After about five minutes, Peter came out of the kitchen with a bottle of water to cleanse his mouth from the aftertaste.

“Okay, I think that we’re done. Uh, I declare-.” Peter began.

“Ahem.” Rocket stood up. “I believe that me and Groot were up next.”

“Ugh, fine. Let’s see what you and Groot came up with.” Peter rolled his eyes.

Rocket then went in the back and wheeled his and Groot’s pumpkin on a remote-controlled cart that he designed himself. The pumpkin had no carvings on it whatsoever.

“Rocket, there’s nothing on this pumpkin.” Peter said.

“Oh, yes there is.” Rocket responded. “Go ahead, Star-Munch. Take a closer look.”

Peter got up and squinted at the pumpkin. Rocket then gave Groot a contraption that looked very much like the Death Buttons that the twiglet was enamored with at the moment.

“Hit it, Groot!” Rocket commanded his son as the young Flora Colossus hit the Button of Death and chunks of pumpkin flew everywhere, mostly in Peter’s face.

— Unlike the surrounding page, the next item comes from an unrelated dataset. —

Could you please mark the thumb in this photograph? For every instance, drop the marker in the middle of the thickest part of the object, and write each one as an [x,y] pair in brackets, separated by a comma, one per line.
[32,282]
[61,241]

The pumpkin was then perfectly carved into a depiction of Rocket in a heroic pose holding one of his favorite guns and Groot on his shoulder, screaming at someone.

The humie slowly turned around. The anger on his face was hard to take seriously with the pumpkin chunks covering it.

Peter glared at Rocket and Groot, who couldn’t take him seriously and began to laugh hysterically. The rest of the Guardians joined in as father and son were declared the winners of the Jack O’Lantern carving contest.


End file.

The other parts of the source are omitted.